The British Foreign Office has announced that two British nationals, one male and one woman, have been arrested in Iran.
Their arrest was first reported by Iran’s state-run media, which stated that they were in detention in the southeastern city of Kerman on undisclosed security charges.
It did not name them but did post an image of them, their faces blurred, meeting the British ambassador, Hugo Shorter, in the prosecutor’s office in Kerman on Wednesday.
The Foreign Office officially warns against all travel to Iran, stating that British and British-Iranian dual nationals face a “significant risk” of being arrested, questioned, or detained.
“Having a British passport or connections to the UK can be reason enough for the Iranian authorities to detain you,” the advice says.
The meeting between the Britons and the UK ambassador was also attended by Kerman’s prosecutor, Mehdi Bakhshi, and Rahman Jalali, the deputy governor general for security and law enforcement matters, according to state news agency IRNA.
In recent years, Iran has detained dozens of Iranians having dual nationality or foreign permanent residency, primarily on grounds of spying and national security. At least 15 have links to the United Kingdom.
According to human rights organizations, they are frequently detained as bargaining chips and released only when Iran receives something in exchange.
In 2023, Iran executed British-Iranian dual national Alireza Akbari, who had been convicted of spying for the United Kingdom.

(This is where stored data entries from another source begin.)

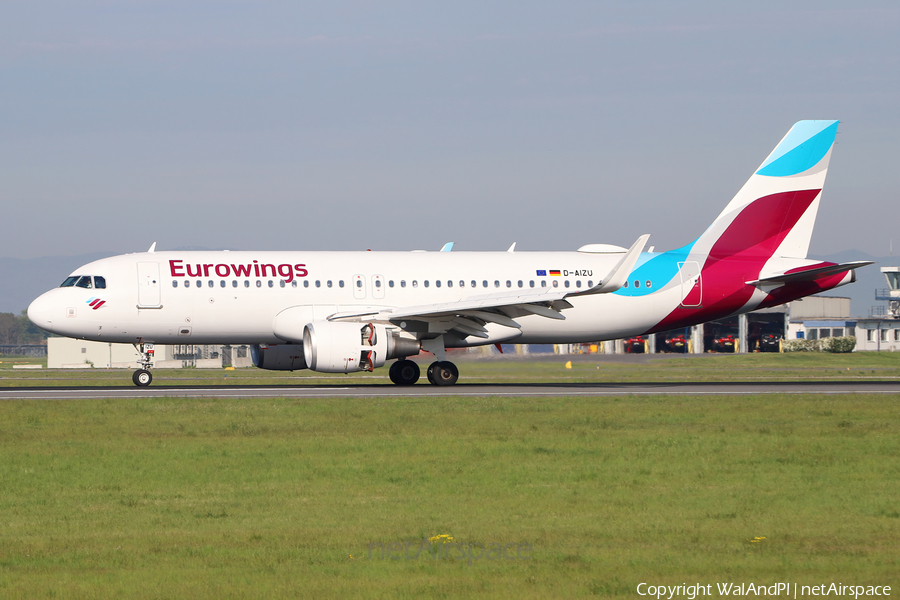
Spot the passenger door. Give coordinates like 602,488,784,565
137,262,162,308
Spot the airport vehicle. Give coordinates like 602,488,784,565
664,334,688,353
624,336,646,354
758,333,781,352
27,120,871,386
712,334,736,353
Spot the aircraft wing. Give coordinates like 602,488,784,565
329,288,573,338
746,260,874,286
327,234,651,339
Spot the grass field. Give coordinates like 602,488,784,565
3,351,900,387
1,381,898,597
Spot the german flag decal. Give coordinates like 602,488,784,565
549,270,561,276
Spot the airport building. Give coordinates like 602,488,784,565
47,338,253,369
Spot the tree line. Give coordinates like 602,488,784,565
0,312,49,345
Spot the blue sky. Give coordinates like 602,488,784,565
2,2,898,258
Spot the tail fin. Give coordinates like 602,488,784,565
692,120,839,262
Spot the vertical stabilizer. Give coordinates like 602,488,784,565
692,120,838,262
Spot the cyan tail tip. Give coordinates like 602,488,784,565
755,120,839,178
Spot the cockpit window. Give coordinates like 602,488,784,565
60,276,79,287
75,276,93,289
94,276,106,289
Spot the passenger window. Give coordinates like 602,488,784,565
634,280,640,288
256,280,262,288
376,280,382,288
389,280,395,288
94,276,106,289
552,280,558,288
339,280,344,288
435,280,441,288
356,280,362,288
172,281,178,288
529,280,534,288
588,280,593,287
623,281,629,288
564,280,570,288
185,280,191,288
232,280,238,288
303,280,309,288
517,280,523,288
60,276,79,287
291,281,297,288
576,280,581,288
470,280,476,288
280,280,285,288
646,280,652,288
424,280,430,288
494,280,500,288
327,280,333,288
268,280,274,288
316,280,321,288
446,280,452,288
401,280,406,288
221,280,226,288
244,280,250,288
541,280,547,288
412,280,418,288
506,280,511,288
209,280,214,288
76,276,93,289
483,280,488,288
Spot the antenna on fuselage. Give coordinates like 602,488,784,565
147,242,157,253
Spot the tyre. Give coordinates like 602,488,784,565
133,369,152,387
428,361,458,386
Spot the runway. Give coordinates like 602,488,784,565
2,380,900,399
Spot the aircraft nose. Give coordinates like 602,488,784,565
27,293,55,333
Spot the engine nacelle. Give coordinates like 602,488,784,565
303,321,420,373
251,343,307,371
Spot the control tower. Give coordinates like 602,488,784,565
875,267,900,318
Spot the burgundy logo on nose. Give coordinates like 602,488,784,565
87,297,106,310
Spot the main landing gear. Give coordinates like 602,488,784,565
427,361,459,386
388,359,459,386
389,359,420,385
132,342,155,387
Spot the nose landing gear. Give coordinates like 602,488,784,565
133,369,152,386
132,342,155,387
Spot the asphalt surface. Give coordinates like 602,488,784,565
2,381,899,399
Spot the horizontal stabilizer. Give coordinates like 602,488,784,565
747,261,873,286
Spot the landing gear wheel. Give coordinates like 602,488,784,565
389,360,420,385
427,361,459,386
133,369,152,387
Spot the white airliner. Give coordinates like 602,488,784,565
28,120,871,386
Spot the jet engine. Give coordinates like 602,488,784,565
303,321,420,373
251,343,307,371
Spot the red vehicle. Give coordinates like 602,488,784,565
624,336,646,354
665,334,688,353
712,334,736,353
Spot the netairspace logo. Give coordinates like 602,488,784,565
636,582,892,599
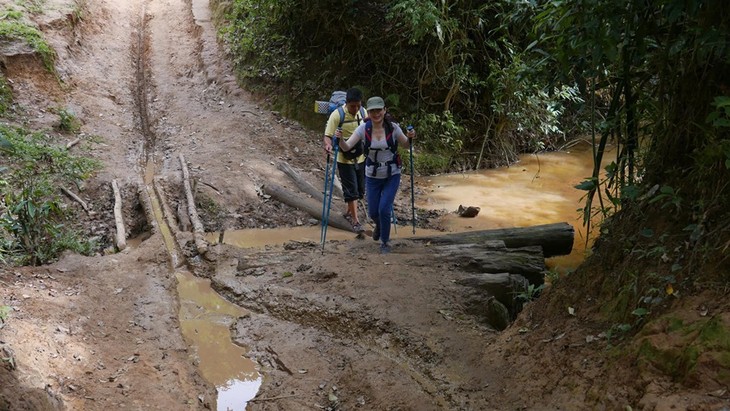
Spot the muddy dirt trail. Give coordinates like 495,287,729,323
0,0,311,409
2,0,728,410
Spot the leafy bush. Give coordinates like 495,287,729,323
55,108,81,133
214,0,581,170
0,125,100,265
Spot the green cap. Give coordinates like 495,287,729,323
366,96,385,111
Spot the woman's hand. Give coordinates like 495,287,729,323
407,126,416,139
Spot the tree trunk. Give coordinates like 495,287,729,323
412,222,574,257
262,183,353,233
432,244,546,284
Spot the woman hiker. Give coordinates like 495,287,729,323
336,96,416,253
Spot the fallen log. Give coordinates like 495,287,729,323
432,244,546,284
153,177,179,235
262,183,353,233
179,154,208,256
111,179,126,251
61,187,89,213
65,138,80,150
456,273,529,316
413,222,574,258
277,161,325,202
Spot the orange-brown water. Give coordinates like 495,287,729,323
422,141,612,272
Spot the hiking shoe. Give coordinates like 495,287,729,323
373,224,380,241
342,213,353,224
352,222,365,233
380,243,391,254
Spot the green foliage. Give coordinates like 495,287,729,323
706,96,730,129
537,0,730,242
0,124,100,265
218,0,302,85
215,0,577,168
489,56,583,154
0,7,55,71
417,110,464,154
515,283,545,303
0,73,12,114
55,108,81,133
16,0,46,14
411,151,449,175
0,305,10,322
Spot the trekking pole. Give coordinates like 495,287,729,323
321,134,340,253
320,152,331,247
408,125,416,234
392,204,398,234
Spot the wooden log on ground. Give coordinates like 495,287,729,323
456,273,529,316
61,187,89,213
137,183,158,234
111,179,126,251
66,138,80,150
278,161,325,202
179,154,209,256
262,183,353,233
413,222,574,258
432,244,546,284
153,177,179,235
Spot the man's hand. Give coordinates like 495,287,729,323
323,135,333,155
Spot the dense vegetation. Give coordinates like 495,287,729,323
212,0,586,172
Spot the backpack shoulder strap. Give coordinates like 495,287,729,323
364,119,373,146
384,121,397,153
336,106,345,129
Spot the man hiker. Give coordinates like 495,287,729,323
323,87,367,233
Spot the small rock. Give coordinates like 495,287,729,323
457,205,481,218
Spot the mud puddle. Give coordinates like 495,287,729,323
177,271,261,410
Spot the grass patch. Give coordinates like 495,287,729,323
0,7,56,71
15,0,46,15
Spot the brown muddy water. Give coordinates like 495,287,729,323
423,141,611,273
177,141,610,410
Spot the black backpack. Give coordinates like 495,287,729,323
336,105,367,160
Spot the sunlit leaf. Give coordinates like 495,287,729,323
665,284,674,295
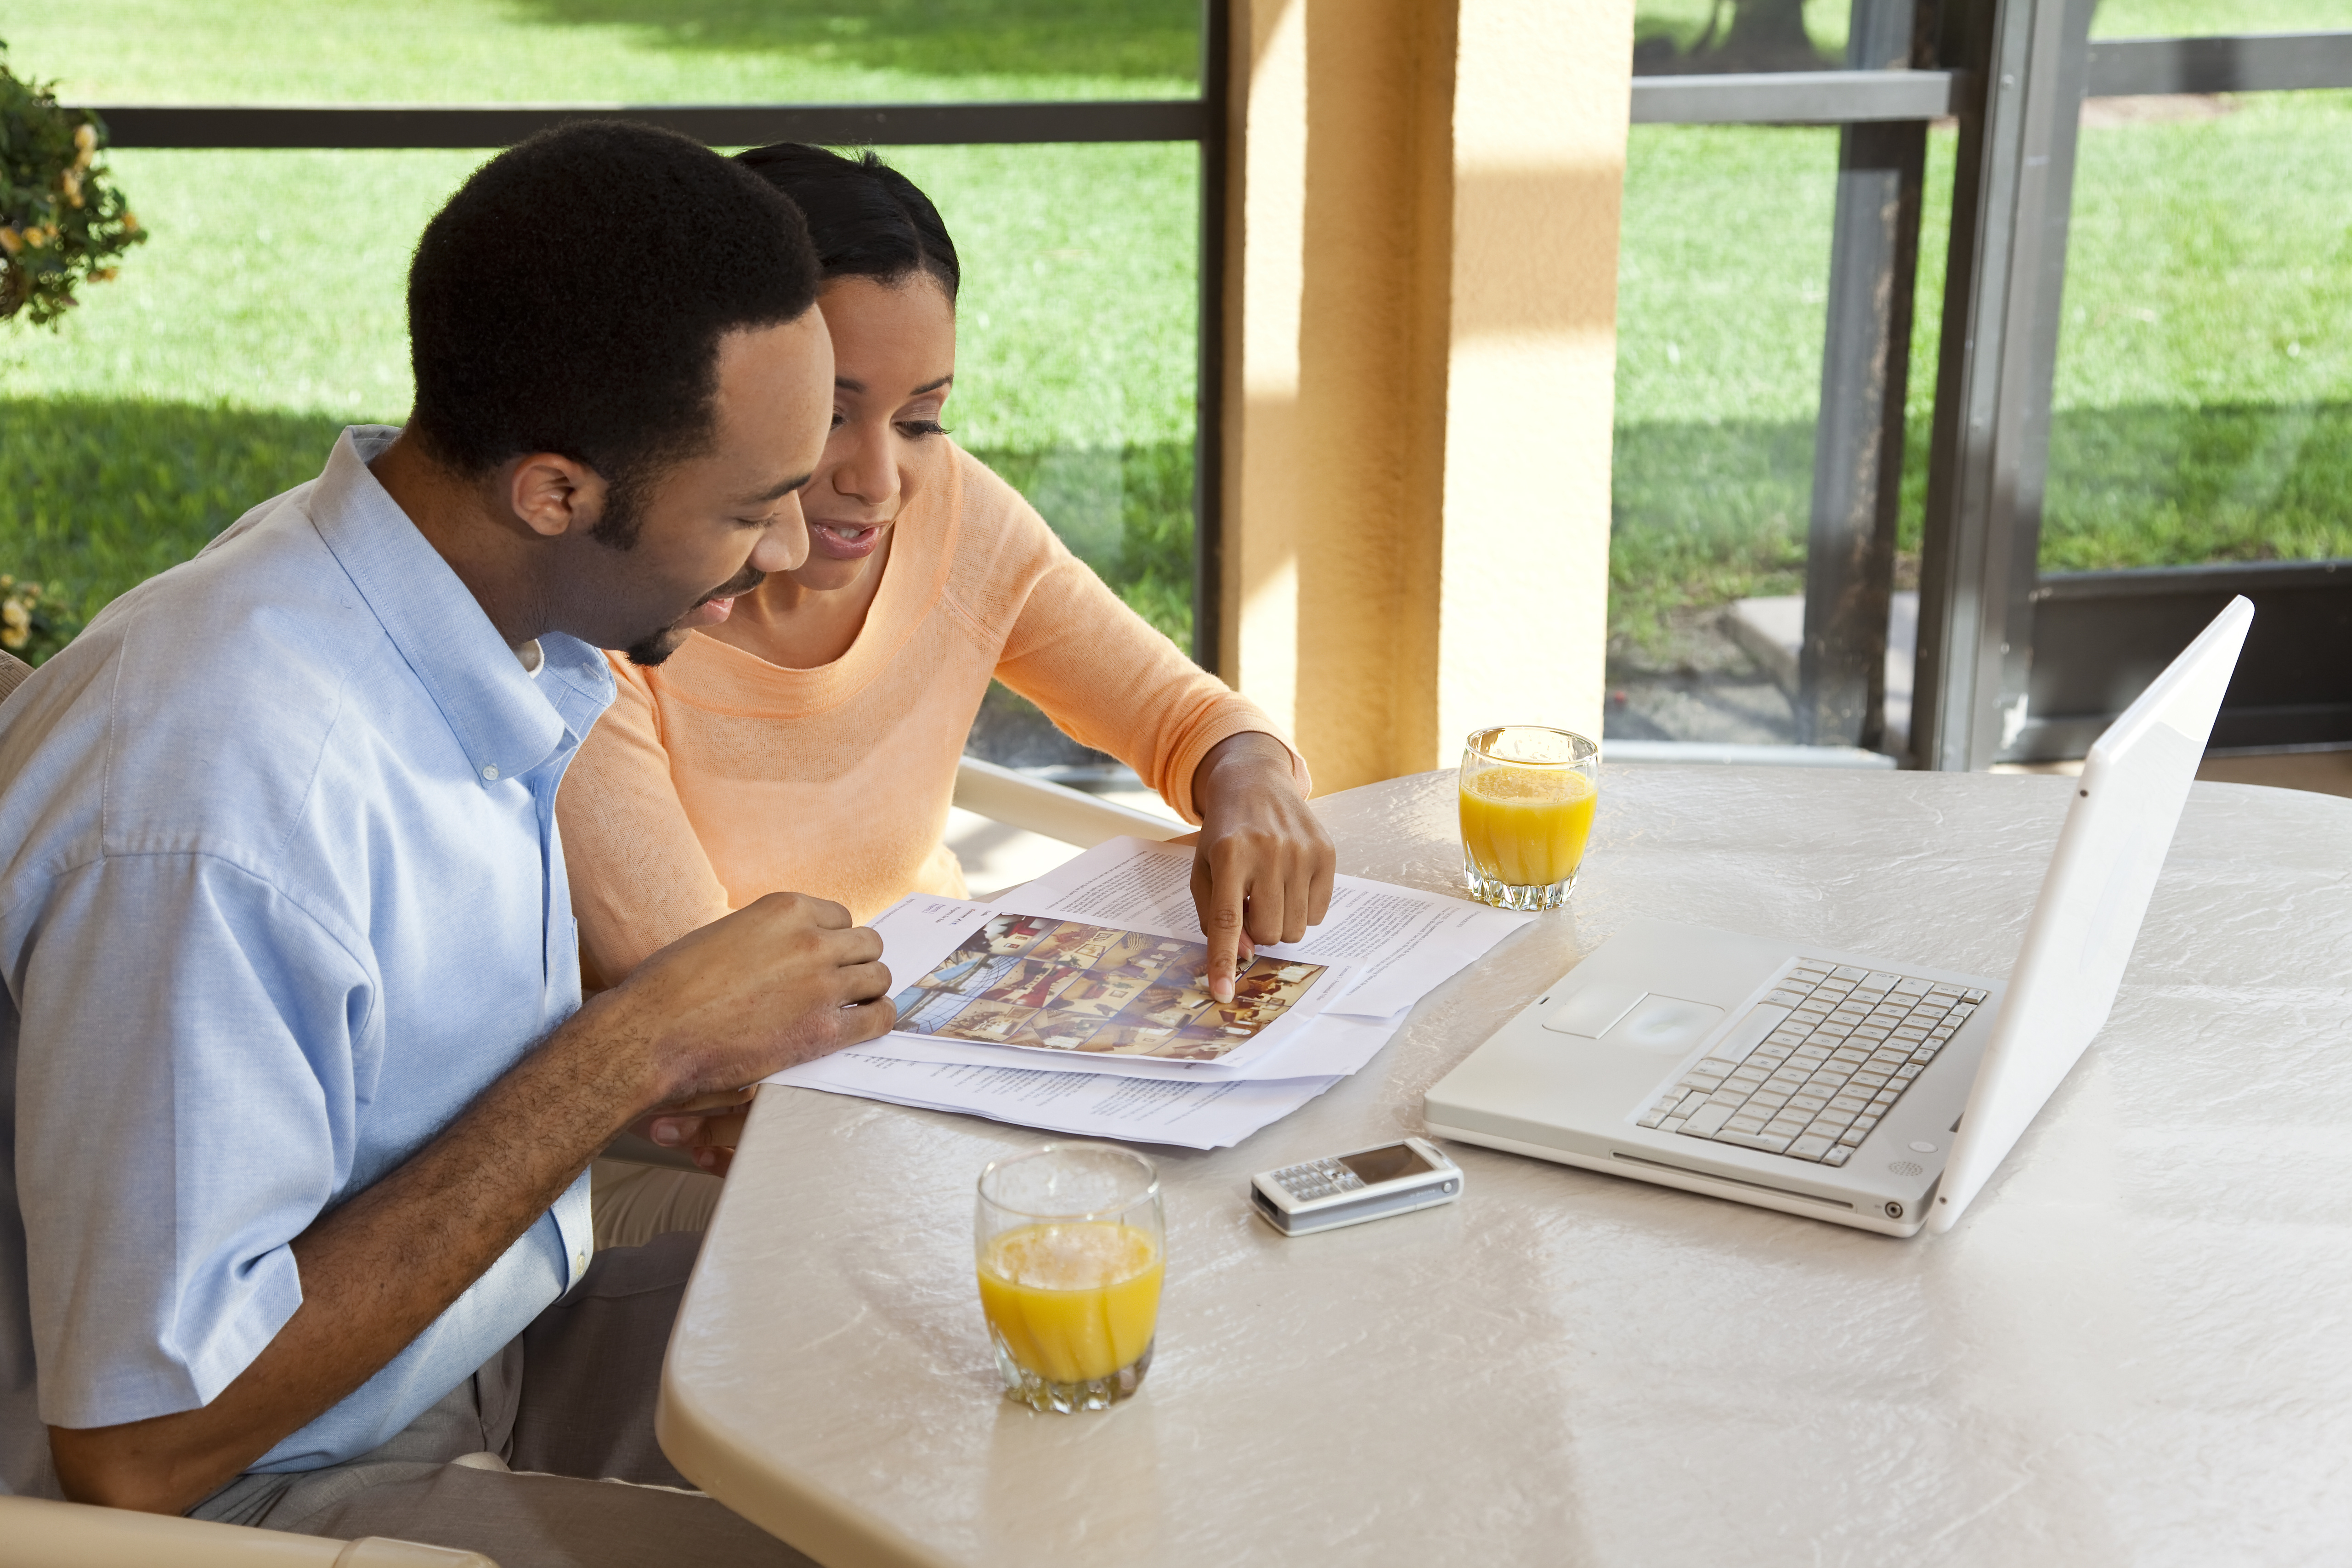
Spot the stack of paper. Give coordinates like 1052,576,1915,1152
769,837,1531,1149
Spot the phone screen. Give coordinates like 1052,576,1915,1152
1339,1143,1433,1185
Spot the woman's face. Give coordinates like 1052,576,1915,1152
794,272,956,593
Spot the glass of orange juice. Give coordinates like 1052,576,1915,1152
975,1143,1164,1413
1459,725,1600,910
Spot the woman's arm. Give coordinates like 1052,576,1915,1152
556,660,736,991
987,515,1333,1000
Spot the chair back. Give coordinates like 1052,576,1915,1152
0,651,30,705
0,1493,498,1565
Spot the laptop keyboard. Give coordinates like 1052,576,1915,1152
1635,962,1985,1166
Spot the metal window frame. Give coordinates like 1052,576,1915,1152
2086,32,2352,96
1794,0,1930,751
80,101,1211,148
1914,15,2352,765
1909,0,2098,772
1630,67,1961,123
74,7,1229,674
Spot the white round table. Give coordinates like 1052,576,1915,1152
659,766,2352,1567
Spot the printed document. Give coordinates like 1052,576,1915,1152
767,836,1531,1144
808,895,1356,1073
872,1002,1410,1082
772,1048,1341,1151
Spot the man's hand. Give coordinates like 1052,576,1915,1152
50,892,891,1515
591,890,895,1111
622,895,896,1175
1188,732,1335,1002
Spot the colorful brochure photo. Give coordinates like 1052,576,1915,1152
890,912,1333,1064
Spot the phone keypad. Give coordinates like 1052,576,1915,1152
1271,1157,1368,1204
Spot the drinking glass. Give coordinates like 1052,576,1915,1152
1458,725,1600,910
974,1143,1164,1413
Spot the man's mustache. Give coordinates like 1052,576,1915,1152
698,566,766,606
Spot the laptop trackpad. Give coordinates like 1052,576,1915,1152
1541,981,1649,1037
1602,995,1724,1054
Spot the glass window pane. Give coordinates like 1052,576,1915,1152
889,144,1201,774
1607,123,1840,746
2044,88,2352,572
0,12,1202,725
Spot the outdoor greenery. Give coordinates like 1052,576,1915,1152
0,572,77,661
0,395,343,603
7,0,1198,103
0,1,2345,671
0,44,145,327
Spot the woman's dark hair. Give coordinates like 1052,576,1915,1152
407,121,820,495
733,143,960,303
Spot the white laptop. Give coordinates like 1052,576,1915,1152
1424,596,2253,1237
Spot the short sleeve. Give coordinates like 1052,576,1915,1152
12,852,374,1429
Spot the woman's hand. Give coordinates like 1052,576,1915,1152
1188,732,1335,1001
636,1085,757,1177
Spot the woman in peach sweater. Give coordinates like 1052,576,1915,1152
558,144,1333,1032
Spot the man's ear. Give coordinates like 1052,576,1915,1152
503,452,608,540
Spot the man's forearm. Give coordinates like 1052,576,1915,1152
49,1002,648,1513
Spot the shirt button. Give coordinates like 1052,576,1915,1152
481,764,499,781
575,1250,588,1271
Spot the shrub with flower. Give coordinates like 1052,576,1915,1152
0,576,82,665
1,40,144,328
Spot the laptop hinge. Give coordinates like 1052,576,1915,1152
1611,1150,1857,1211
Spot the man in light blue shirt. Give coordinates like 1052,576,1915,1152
0,124,891,1561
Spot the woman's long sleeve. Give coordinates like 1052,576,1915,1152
558,664,736,990
984,517,1309,822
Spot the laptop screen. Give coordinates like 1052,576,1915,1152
1928,596,2251,1232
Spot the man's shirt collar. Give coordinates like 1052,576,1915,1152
311,428,614,784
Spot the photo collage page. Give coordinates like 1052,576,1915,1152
891,915,1329,1062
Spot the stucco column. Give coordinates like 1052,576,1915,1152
1218,0,1635,791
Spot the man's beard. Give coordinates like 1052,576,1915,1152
622,625,688,668
588,477,767,667
624,563,767,668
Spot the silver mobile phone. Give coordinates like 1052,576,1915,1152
1249,1137,1463,1235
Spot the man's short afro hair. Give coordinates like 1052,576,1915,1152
405,120,820,488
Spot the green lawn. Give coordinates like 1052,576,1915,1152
3,0,1200,102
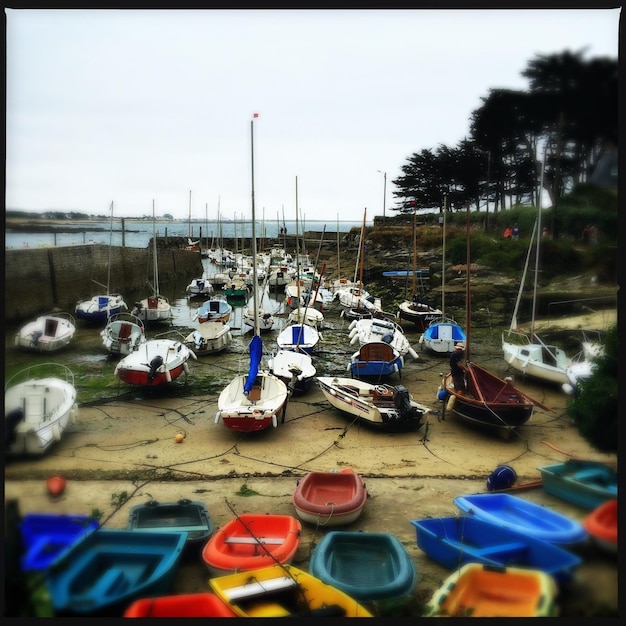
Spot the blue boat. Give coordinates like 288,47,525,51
410,515,582,586
420,317,466,355
453,493,588,545
538,460,618,510
44,528,187,616
308,531,417,602
74,294,127,325
19,513,99,572
348,341,403,380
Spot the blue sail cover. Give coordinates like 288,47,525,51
244,335,263,394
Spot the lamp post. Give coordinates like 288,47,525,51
377,170,387,221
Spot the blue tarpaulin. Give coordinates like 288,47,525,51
244,335,263,395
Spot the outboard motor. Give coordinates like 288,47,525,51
30,330,43,345
147,355,164,383
366,295,375,304
381,332,394,344
393,385,422,423
6,407,24,448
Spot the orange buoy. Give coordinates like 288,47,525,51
175,433,184,443
46,474,67,496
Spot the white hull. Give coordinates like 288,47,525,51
243,309,274,332
186,277,214,298
502,332,570,385
15,313,76,353
349,318,417,360
277,324,319,353
268,350,316,390
185,322,232,355
5,364,77,456
419,319,466,355
100,313,146,355
132,295,172,323
288,307,324,328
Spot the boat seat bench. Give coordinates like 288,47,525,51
223,537,284,545
473,541,528,558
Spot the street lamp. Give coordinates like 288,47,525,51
377,170,387,221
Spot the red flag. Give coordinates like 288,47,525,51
253,113,259,118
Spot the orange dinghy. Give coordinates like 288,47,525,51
201,514,301,576
292,468,368,527
124,592,237,617
584,498,617,554
425,562,558,617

He contested the charge, claiming he was tortured and made to confess on camera to crimes he did not commit.
Later that year, environmentalist Morad Tahbaz, a dual UK-US-Iranian citizen, was one of five persons released as part of an Iran-US prisoner swap deal that also saw $6 billion (£4.8 billion) in blocked Iranian cash moved from South Korea.
British-Iranian citizens Nazanin Zaghari-Ratcliffe and Anoosheh Ashoori were released in 2022 and permitted to leave Iran after the UK resolved a long-standing £650 million debt with Iran.